InfiniBand bandwidth and performance specifications

Scalability in speeds. InfiniBand has evolved over the course of several generations. The more recent HDR (high data rate) and NDR (next data rate) technologies push capabilities to about 200 Gbps or higher, with some implementations approaching 400 Gbps in cutting-edge environments.

Low latency. InfiniBand architecture minimizes latency, which is crucial for both intra-cluster communication and for applications that require real-time data processing. InfiniBand reduces latency by efficiently handling network protocols, using fast-switching fabrics, and bypassing software layers via RDMA that would otherwise delay data transfers.

Advanced congestion control and scalability. Even under heavy traffic, the network maintains high throughput and minimizes packet loss. This reliability supports massive scalability, allowing thousands of nodes to efficiently communicate within the same fabric.

How InfiniBand Works

NVIDIA InfiniBand communication
NVIDIA InfiniBand enables direct memory access (DMA) between devices, allowing data to be transferred directly from one server’s memory to another’s without heavy CPU involvement. This significantly reduces overhead and improves performance in environments with massive data transfer needs.

Topology
NVIDIA InfiniBand’s mesh network structure allows scalable and highly reliable connections, with minimal bottlenecks.

Bandwidth and latency
Standard NVIDIA InfiniBand systems offer high throughput with speeds up to 200 Gbps or more. Newer versions can deliver even higher speeds, supporting speeds of 400 Gbps and beyond. This makes InfiniBand ideal for applications that demand real-time transfer of large amounts of data, such as AI model training or scientific simulations.

InfiniBand also provides ultra-low latency, typically in the range of 0.5-1.5 microseconds, making it one of the fastest networking technologies available.

Scalability
InfiniBand can scale to tens of thousands of devices, making it suitable for supercomputers and large clusters. Its ability to handle massive parallel processing makes it critical for modern AI and machine learning applications.

Data transfer mechanisms
NVIDIA InfiniBand supports multiple protocols, including:

  • RDMA (remote direct memory access): NVIDIA RDMA InfiniBand support enables one computer to directly access the memory of another without involving the operating system. This mechanism dramatically reduces CPU overhead and latency, freeing up processing resources for compute-intensive tasks—a critical feature for AI training and HPC workloads.
  • QoS (Quality of Service): Ensures prioritization of critical traffic, optimizing resource allocation in high-demand environments.
  • Congestion control: Helps manage network congestion and ensures stable communication.

InfiniBand uses logical constructs known as “queue pairs” (QPs) to manage communication between nodes. The Verbs API allows applications to initiate and control these communications efficiently. This low-level access to the network hardware is essential for developers needing to optimize performance and directly leverage the high-speed data path.

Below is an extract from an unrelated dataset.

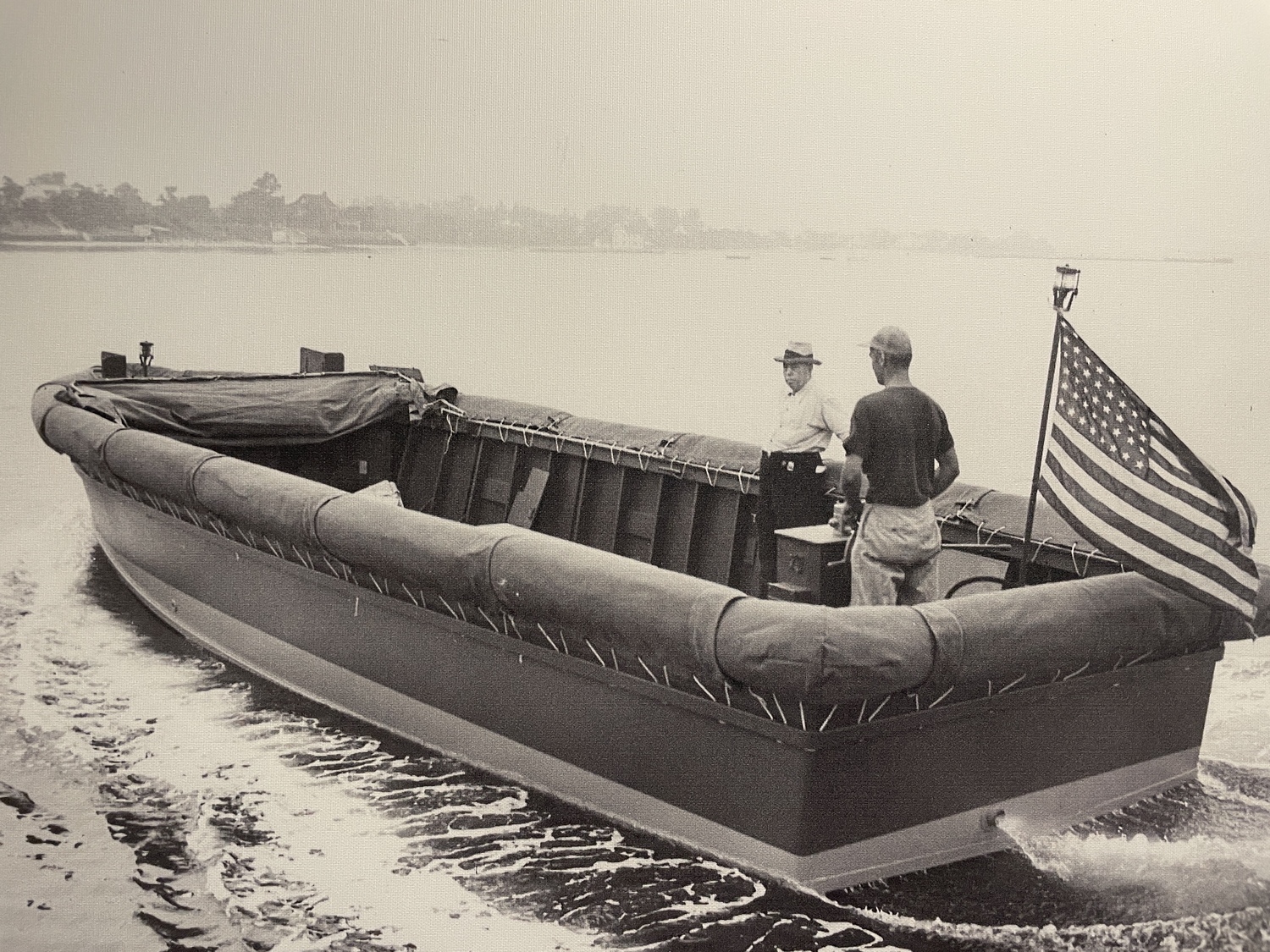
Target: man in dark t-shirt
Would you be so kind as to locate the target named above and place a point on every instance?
(901, 441)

NVIDIA InfiniBand certification and training programs
There are three areas for certification and training programs related to NVIDIA InfiniBand:

  • Mellanox certification programs: Before full integration under NVIDIA took place, Mellanox offered the Mellanox Certified Associate (MCA) and other specialized training for network professionals. These focused on the configuration, troubleshooting, and optimization of InfiniBand technology in real-world deployments. Many of these initiatives continue to provide valuable credentials and technical expertise for engineers and IT professionals post-acquisition.
  • Mellanox and NVIDIA InfiniBand training: After the acquisition of Mellanox Technologies by NVIDIA, programs originating from both entities offer InfiniBand expertise and training. NVIDIA also often integrates InfiniBand knowledge into its broader data center and AI training modules, including offerings by the NVIDIA Deep Learning Institute (DLI), which sometimes include specialized networking modules as part of their curriculum.
  • Vendor and third-party resources: Various organizations offer courses in InfiniBand architecture, performance tuning, and integration best practices. These programs are designed to help IT professionals and system architects effectively deploy and manage high-performance networks in modern data centers.

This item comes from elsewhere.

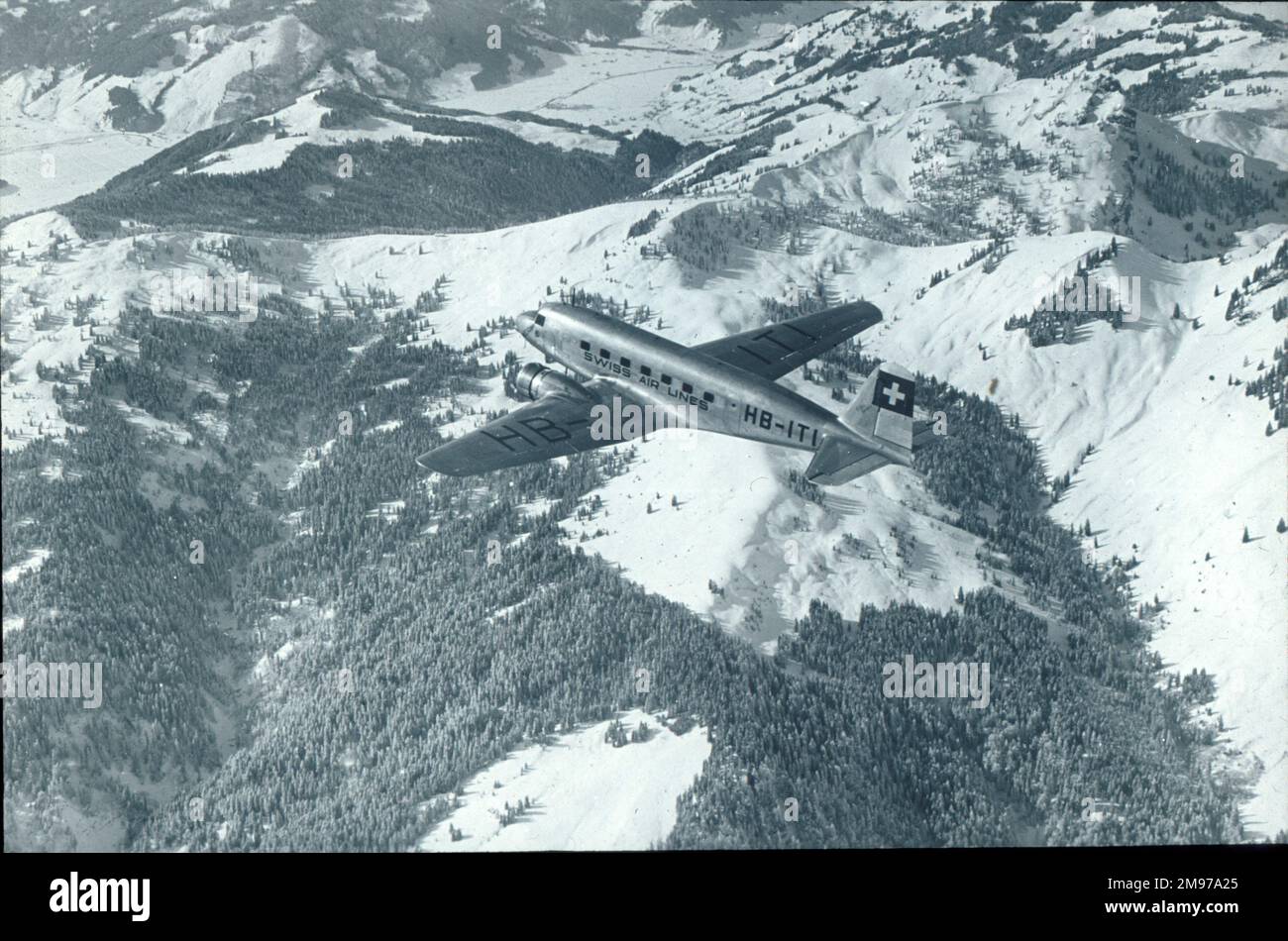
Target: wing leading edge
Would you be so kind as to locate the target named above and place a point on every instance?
(776, 349)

NVIDIA InfiniBand Network Products

NVIDIA offers a complete ecosystem of high-performance InfiniBand networking components—each playing a distinct role in building and scaling data center and HPC infrastructure. These include adapters, switches, cables, routers, and gateways, all optimized for ultra-low latency and high throughput.

In short:

  • Adapters (HCAs) in each compute node send/receive data.
  • NVIDIA InfiniBand cables connect these nodes to InfiniBand switches, forming a low-latency fabric.
  • Switches route traffic based on destination node addresses, with dynamic congestion control.
  • Routers connect different InfiniBand subnets, enabling massive scalability.
  • Gateways bridge the InfiniBand fabric to Ethernet or cloud environments.
  • Management tools provide automation, monitoring, and optimization for the entire network.

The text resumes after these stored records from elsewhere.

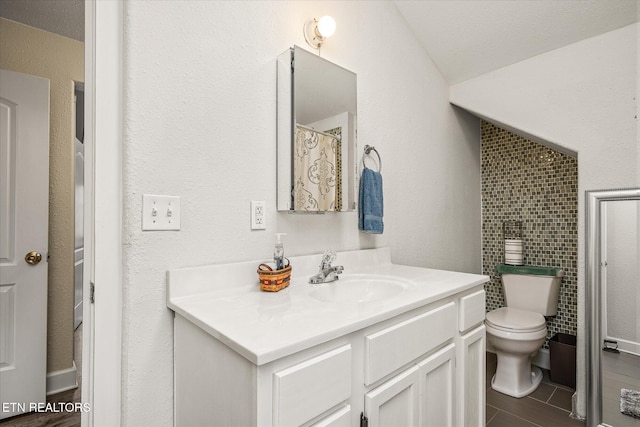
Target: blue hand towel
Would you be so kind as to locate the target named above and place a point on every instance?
(371, 206)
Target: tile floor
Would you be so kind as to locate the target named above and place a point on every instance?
(55, 419)
(549, 405)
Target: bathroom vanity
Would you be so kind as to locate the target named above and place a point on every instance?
(386, 343)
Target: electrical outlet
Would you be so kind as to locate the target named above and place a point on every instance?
(160, 212)
(258, 215)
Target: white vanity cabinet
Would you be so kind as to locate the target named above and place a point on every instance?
(423, 367)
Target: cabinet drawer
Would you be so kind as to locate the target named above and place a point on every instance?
(307, 389)
(397, 345)
(340, 418)
(472, 310)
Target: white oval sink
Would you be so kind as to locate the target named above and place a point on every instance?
(360, 288)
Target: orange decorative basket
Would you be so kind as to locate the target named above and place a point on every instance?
(273, 280)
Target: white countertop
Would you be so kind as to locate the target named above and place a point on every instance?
(225, 301)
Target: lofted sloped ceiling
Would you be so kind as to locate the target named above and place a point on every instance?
(467, 38)
(63, 17)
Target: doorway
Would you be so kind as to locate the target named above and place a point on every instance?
(613, 308)
(28, 48)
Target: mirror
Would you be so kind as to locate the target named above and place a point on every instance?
(316, 152)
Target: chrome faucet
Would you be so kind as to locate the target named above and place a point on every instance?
(327, 272)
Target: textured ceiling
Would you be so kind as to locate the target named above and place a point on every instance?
(467, 38)
(64, 17)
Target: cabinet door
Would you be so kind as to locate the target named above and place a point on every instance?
(394, 403)
(471, 378)
(438, 388)
(309, 388)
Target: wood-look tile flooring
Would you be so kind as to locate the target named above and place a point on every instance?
(60, 419)
(619, 370)
(549, 405)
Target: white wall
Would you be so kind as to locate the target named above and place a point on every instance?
(581, 97)
(200, 123)
(622, 273)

NVIDIA InfiniBand Switches

There are two varieties of InfiniBand Quantum switches:

  • NVIDIA Quantum InfiniBand (HDR) offers up to 40 ports with speeds of 200 Gbps.
  • NVIDIA Quantum-2 InfiniBand (NDR) is the latest generation of InfiniBand switches, offering up to 64 ports with speeds of 400 Gbps.

NVIDIA also makes modular switches such as the QM8700 and QM9700. These are well-suited for scaling without replacing the entire switch, offering flexibility when network infrastructure may need to expand or contract regularly.

All NVIDIA InfiniBand switches provide the backbone of the InfiniBand fabric by routing traffic between nodes. They share a few key features:

  • Extremely low latency (sub-microsecond switching)
  • High radix (port density) for large-scale deployments
  • Adaptive routing and congestion control
  • Built-in telemetry, in-band diagnostics, and packet tracing via SHARP (scalable hierarchical aggregation and reduction protocol) and UFM (unified fabric manager)

NVIDIA InfiniBand Adapter

There are a few types of NVIDIA host channel adapters (HCAs), including:

  • NVIDIA ConnectX-6/7/8
  • BlueField DPUs (data processing units)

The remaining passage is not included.